Alla luce di quanto fin qui detto, un contributo alla lotta alla criminalità organizzata può provenire dall’individuazione di quegli strumenti con i quali è possibile indebolire le determinanti del consenso sociale utilizzato dalle organizzazioni criminali in modo da spezzare il circolo vizioso che va dall’impoverimento sociale e culturale al rafforzamento di un modello di sviluppo sostenuto dalla criminalità. Il sostegno di un modello di sviluppo economico e sociale che indebolisca i “vantaggi” del modello economico criminale volto esclusivamente all’arricchimento a tutti i costi, può contribuire a rompere il legame che le organizzazioni criminali hanno con il territorio.
Nel nostro ordinamento giuridico sono già in funzione da tempo strumenti giudiziari come il sequestro, la confisca e il riutilizzo per fini sociali dei beni appartenuti alle organizzazioni criminali, quest’ultimo reso possibile grazie al sacrificio di Pio La Torre, la legge 109/96, che stanno svolgendo un’importante azione deterrente alla diffusione di comportamenti illegali indebolendo il modello criminale.

Pasta prodotta dalle terre liberate dalla camorraL’alto valore simbolico che esercita il riutilizzo per fini sociali ed istituzionali dei beni appartenuti alle organizzazioni criminali può contribuire in modo positivo ed efficace a spezzare il ciclo vizioso che si instaura soprattutto nei territori a forte tradizione malavitosa tra creazione di reti sociali “illegali” e attività criminali.

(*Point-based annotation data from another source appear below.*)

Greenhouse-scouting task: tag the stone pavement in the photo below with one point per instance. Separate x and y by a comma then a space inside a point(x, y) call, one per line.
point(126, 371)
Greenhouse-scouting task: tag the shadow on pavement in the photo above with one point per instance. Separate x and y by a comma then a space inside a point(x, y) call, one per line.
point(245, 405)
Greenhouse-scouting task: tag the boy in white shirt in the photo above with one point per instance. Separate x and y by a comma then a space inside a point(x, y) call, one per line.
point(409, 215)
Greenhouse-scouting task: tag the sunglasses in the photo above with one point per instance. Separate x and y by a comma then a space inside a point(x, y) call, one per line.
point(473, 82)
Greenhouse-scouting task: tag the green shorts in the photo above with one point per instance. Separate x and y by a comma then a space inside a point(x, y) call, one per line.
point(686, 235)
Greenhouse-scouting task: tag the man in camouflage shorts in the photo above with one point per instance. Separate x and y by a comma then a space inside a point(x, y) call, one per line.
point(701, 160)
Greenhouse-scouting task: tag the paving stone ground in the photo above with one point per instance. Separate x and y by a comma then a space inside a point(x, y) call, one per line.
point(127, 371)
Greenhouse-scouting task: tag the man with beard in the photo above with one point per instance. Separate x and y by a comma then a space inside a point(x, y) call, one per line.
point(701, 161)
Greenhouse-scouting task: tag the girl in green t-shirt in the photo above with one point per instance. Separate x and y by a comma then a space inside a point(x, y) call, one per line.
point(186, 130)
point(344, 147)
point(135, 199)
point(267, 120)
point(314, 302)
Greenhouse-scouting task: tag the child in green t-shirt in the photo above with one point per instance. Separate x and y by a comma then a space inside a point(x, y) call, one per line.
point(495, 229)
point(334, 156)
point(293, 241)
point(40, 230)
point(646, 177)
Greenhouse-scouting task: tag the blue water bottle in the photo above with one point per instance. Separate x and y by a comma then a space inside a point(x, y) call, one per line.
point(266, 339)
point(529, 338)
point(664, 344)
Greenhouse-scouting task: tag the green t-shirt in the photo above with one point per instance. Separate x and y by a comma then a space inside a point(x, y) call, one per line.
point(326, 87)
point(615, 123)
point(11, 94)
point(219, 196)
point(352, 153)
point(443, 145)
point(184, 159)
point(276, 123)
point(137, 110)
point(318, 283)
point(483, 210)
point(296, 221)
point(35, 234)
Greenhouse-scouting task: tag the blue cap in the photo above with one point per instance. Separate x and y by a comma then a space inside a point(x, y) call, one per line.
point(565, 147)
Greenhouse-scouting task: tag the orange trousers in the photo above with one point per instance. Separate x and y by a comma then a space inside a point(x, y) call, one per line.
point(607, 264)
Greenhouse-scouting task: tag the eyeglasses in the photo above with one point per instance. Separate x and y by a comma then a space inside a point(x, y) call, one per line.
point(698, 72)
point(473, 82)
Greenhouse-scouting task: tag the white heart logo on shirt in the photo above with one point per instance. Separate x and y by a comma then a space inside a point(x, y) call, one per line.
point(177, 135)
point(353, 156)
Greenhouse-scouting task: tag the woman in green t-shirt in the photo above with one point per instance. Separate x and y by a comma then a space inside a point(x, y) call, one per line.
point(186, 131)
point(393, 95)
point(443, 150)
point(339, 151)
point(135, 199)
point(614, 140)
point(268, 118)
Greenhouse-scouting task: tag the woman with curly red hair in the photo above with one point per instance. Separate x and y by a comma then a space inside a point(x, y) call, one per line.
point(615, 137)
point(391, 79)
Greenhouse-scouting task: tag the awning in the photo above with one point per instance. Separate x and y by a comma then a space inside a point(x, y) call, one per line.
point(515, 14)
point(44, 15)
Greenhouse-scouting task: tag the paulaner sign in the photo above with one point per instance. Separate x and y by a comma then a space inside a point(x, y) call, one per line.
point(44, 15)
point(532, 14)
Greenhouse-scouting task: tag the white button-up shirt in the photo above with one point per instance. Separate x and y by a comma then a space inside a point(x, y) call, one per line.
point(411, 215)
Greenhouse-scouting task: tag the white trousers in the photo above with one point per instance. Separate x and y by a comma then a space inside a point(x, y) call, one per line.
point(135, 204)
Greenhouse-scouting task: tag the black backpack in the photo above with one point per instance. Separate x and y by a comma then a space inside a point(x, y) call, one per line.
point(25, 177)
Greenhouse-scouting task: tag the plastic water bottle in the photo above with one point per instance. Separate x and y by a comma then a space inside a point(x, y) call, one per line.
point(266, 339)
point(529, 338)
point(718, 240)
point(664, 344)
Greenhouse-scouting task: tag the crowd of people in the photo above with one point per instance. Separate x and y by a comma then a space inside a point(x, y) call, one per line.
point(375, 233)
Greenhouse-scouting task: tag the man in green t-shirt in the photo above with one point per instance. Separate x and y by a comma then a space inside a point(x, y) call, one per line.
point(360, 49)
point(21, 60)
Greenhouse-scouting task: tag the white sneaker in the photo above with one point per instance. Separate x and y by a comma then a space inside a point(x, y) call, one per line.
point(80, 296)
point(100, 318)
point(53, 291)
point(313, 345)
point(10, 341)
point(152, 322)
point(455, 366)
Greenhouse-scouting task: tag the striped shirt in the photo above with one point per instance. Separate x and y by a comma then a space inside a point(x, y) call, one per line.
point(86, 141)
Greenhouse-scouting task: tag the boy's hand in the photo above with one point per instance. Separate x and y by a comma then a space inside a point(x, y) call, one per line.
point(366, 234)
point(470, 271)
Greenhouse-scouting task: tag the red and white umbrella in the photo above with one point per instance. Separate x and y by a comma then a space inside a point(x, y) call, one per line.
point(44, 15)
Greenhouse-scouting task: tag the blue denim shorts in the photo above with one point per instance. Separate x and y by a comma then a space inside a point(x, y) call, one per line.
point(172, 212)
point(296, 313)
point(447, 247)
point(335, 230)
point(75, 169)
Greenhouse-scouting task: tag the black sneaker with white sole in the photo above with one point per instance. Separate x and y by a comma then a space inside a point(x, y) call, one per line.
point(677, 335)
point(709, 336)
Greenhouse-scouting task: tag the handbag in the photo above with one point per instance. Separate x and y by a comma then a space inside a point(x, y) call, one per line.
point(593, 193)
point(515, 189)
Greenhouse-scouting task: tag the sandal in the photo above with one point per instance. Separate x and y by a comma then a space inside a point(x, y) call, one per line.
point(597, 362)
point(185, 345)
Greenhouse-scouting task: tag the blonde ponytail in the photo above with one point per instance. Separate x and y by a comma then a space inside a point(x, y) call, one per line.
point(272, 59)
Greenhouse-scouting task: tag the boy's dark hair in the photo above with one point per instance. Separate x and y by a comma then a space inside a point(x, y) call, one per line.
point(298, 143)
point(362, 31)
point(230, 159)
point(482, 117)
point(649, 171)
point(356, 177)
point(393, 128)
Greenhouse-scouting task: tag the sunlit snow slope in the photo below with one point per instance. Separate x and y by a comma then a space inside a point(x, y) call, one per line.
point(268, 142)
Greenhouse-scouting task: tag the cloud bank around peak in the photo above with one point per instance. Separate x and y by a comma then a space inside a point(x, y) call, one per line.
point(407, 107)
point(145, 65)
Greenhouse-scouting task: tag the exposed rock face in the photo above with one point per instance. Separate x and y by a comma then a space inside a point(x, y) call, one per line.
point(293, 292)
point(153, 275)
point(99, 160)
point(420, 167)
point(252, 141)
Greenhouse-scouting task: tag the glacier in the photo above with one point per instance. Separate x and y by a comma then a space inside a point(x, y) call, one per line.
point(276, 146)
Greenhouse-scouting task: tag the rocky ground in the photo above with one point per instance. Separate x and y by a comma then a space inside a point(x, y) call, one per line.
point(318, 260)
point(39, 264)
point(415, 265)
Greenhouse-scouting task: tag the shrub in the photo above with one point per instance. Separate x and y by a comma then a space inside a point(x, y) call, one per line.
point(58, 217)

La legge 109/1996 consente alle organizzazioni di terzo settore di gestire i beni delle organizzazioni criminali e di farli “rivivere” per la creazione di attività di utilità sociale. La proliferazioni di organizzazioni produttive che massimizzano l’utilità sociale può agire in modo diretto sulla creazione di ricchezza di un territorio attraverso la produzione di beni e servizi e occasioni di lavoro aggiuntivi a quelli prodotti dal settore privato for profit e dal settore pubblico (Mosca e Villani, 2010) e nello stesso tempo può innescare comportamenti collaborativi e generatori di cooperazione tra gli individui e le istituzioni “buone” e consolidare un modello di sviluppo economico che si oppone a quello creato dalle organizzazioni criminali. Un aumento del numero di cooperative, di cooperative sociali e in generale di imprese sociali, unito ad una semplificazione e ad una centralizzazione in capo ad un unico soggetto pubblico responsabile delle procedure amministrative che governano le fasi di assegnazione dei beni confiscati possono incrementare gli effetti diretti ed indiretti sui livelli di ricchezza attraverso la produzione, alimentazione e manutenzione delle componenti del capitale sociale come la fiducia, il rispetto delle regole civili, gli ampliamenti degli spazi di cittadinanza attiva, attraverso cioè quegli elementi che migliorano i livelli della qualità di vita degli individui che hanno senza dubbi effetti positivi nel contribuire ad innescare percorsi di legalità e rispetto delle regole.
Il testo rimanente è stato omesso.